If assuming a null hypothesis that response residual mean is 0, the correct t-score in this lm() case, in my understanding, should be as follows. 
 t-score given H_null = estimated_mean / (std.error/sqrt(n)) 
                      = sqrt(n) * estimated_mean/std.error

Therefore, t-score I derived is sqrt(n) times larger than t-value given by lm() .... Any one know which part is wrong above? Thanks!
 A: The equation in the orange image is for a single sample. If a sample is drawn from a normal distribution 
with mean $\mu$ and standard deviation $\sigma$, then $\bar{x}$ is normal 
with mean $\mu$ and variance $\sigma/\sqrt{n}$. 
Hence $\frac{\bar{x}-\mu}{\sigma/\sqrt{n}}$ will have a standard normal distribution. However, if we estimate $\sigma/\sqrt{n}$ from the sample, by the estimated standard error of the mean, $s/\sqrt{n}$, (where $s$ is the standard deviation of the sample), then
$\frac{\bar{x}-\mu}{std.err(\bar{x})}=\frac{\bar{x}-\mu}{s/\sqrt{n}}$ has a $t$ distribution with $n-1$ degrees of freedom.
The orange image is consistent with what I just said.
But then you said:

t-score given H_null = estimated_mean / (std.error/sqrt(n)) 

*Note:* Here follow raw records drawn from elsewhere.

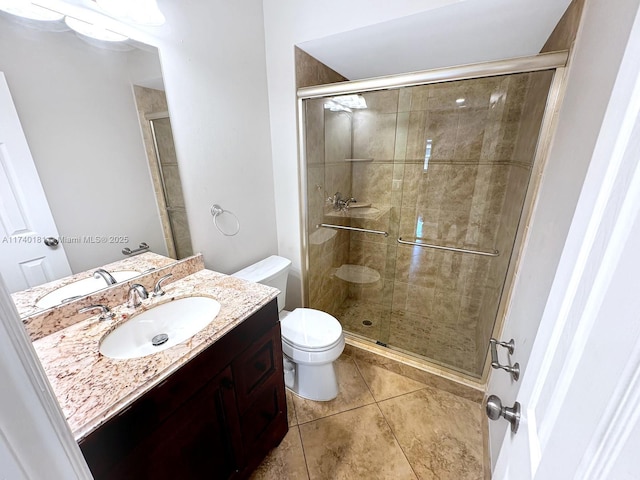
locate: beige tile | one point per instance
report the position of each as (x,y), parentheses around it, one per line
(385,384)
(284,461)
(353,393)
(439,433)
(353,445)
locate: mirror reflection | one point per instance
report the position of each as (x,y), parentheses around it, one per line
(97,133)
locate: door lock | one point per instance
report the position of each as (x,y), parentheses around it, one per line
(495,410)
(51,242)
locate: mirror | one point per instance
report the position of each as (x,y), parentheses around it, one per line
(87,112)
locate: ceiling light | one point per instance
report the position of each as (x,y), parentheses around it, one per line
(142,12)
(26,9)
(94,31)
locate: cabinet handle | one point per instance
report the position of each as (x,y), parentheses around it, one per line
(227,383)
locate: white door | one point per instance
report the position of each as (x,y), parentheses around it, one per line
(25,217)
(580,391)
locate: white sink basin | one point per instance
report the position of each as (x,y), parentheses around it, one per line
(81,288)
(178,320)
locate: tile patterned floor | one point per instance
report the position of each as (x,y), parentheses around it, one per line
(382,425)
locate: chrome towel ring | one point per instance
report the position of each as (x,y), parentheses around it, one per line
(216,211)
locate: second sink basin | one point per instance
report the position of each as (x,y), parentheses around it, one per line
(160,327)
(81,288)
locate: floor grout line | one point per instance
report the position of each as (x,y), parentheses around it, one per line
(304,454)
(397,441)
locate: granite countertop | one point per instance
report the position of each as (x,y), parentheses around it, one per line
(25,300)
(92,388)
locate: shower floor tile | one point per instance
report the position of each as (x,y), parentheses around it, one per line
(410,431)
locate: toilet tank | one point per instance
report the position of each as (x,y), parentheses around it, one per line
(271,271)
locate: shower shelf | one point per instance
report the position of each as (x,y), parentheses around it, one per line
(495,253)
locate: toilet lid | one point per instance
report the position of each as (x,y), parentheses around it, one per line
(309,328)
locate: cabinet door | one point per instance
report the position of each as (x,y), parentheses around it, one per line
(200,440)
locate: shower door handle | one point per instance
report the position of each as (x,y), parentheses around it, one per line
(495,362)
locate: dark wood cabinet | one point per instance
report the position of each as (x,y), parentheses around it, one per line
(215,418)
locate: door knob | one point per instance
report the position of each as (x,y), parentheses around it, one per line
(495,410)
(51,242)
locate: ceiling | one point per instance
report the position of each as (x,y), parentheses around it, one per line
(468,31)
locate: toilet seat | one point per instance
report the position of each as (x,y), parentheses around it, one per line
(311,330)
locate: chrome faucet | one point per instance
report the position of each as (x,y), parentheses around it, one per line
(105,312)
(106,276)
(157,290)
(137,293)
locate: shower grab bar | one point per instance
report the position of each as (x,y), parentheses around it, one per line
(354,229)
(495,253)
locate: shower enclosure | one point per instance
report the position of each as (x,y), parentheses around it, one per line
(415,187)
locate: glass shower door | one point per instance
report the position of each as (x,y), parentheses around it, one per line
(469,152)
(414,199)
(350,143)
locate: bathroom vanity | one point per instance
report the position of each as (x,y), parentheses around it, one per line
(209,407)
(215,417)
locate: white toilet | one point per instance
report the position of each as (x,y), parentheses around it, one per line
(311,340)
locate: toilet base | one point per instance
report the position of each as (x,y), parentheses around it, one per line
(313,382)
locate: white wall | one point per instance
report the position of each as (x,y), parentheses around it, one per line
(76,106)
(35,440)
(599,47)
(213,61)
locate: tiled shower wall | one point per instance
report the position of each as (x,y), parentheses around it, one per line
(466,192)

This is not correct. Note that the standard error of the mean is $s/\sqrt{n}$, where $s$ is the standard deviation of the data.
The t-statistic in regression is slightly different (though analogous in form; its $t=\frac{b-\beta}{s.e.(b)}$ where $b$ is the estimated coefficient). 
It's important to understand the problem here with the more basic case first.